Impact of PBMs on employers/payers

Payers can benefit from a PBM through management of prescription drug benefits for members. Because the contracts are often one-sided and complex, partnering with PBMs often results in limited savings.

Only 30% of employers understood the clauses of their PDM contracts, according to a study by the National Pharmaceutical Council.

Research from Cigna showed that employers sponsoring their own health plans can save annually with integrated medical and pharmacy benefits. They can also bolster member patient care and self-management.

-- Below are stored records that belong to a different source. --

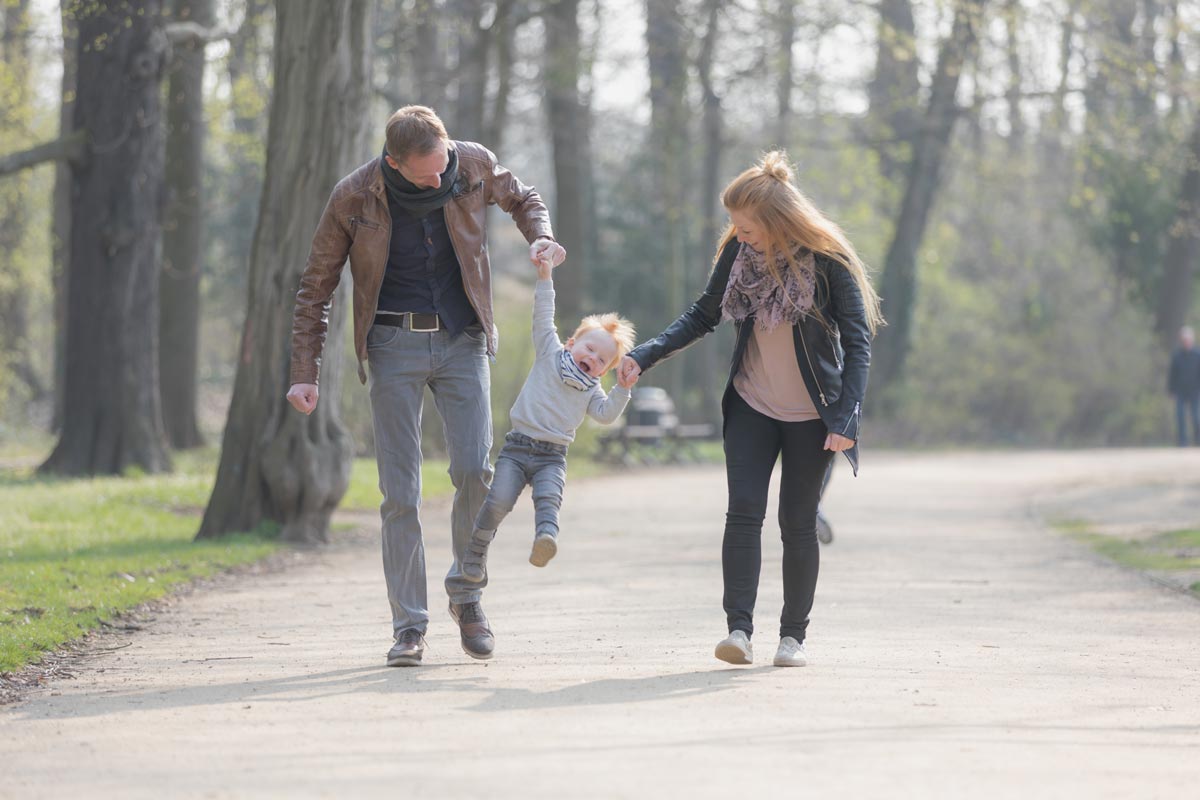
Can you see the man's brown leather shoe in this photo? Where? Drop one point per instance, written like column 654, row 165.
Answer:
column 477, row 636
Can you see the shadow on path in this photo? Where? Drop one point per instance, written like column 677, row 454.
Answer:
column 300, row 689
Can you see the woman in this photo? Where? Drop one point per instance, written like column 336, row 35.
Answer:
column 804, row 312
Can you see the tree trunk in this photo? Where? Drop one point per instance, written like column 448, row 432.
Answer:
column 60, row 222
column 1015, row 121
column 179, row 312
column 666, row 41
column 1182, row 251
column 899, row 281
column 894, row 88
column 16, row 352
column 112, row 417
column 277, row 464
column 1176, row 67
column 246, row 170
column 786, row 23
column 568, row 122
column 429, row 58
column 504, row 36
column 711, row 186
column 474, row 41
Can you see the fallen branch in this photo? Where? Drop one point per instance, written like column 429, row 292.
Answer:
column 195, row 34
column 69, row 148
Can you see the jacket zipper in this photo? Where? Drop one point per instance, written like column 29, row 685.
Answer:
column 811, row 368
column 852, row 415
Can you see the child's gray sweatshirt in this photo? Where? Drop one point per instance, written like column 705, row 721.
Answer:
column 546, row 408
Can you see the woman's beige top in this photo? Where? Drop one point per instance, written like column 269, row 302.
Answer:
column 769, row 379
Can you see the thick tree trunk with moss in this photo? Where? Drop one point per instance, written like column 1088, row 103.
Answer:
column 112, row 419
column 179, row 318
column 899, row 281
column 276, row 463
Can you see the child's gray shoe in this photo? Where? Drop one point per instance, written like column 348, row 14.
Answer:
column 735, row 649
column 474, row 561
column 545, row 547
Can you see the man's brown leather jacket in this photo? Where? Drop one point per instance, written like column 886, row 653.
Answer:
column 357, row 224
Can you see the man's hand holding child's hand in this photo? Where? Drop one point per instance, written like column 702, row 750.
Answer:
column 546, row 250
column 627, row 378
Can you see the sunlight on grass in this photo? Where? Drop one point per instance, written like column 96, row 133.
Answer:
column 76, row 552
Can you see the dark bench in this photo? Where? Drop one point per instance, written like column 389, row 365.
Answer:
column 652, row 433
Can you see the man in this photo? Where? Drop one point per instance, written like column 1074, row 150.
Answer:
column 1183, row 383
column 414, row 227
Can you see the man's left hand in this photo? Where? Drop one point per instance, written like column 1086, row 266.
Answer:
column 545, row 250
column 837, row 443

Although tackling prescription spending without the help of a PBM is beneficial, employers/payers still need to weigh the pros and cons of partnering with PBMs.

Lack of Regulation and Transparency

Through all these scenarios, a commonality is the lack of federal regulation and transparency that allowed PBM practices to take advantage of their role in the healthcare marketplace and make money at the expense of patients, payers, and pharmacies.

Something needs to be done.

Lawmakers are pushing to fill in what’s lacking and make PBMs more accountable.

In California, legislations are being proposed to boost transparency in PBM dealings. One of these legislations require pharmacy benefit managers to provide information about how much they paid for a drug, including administrative fees, acquisition costs, and rebates received.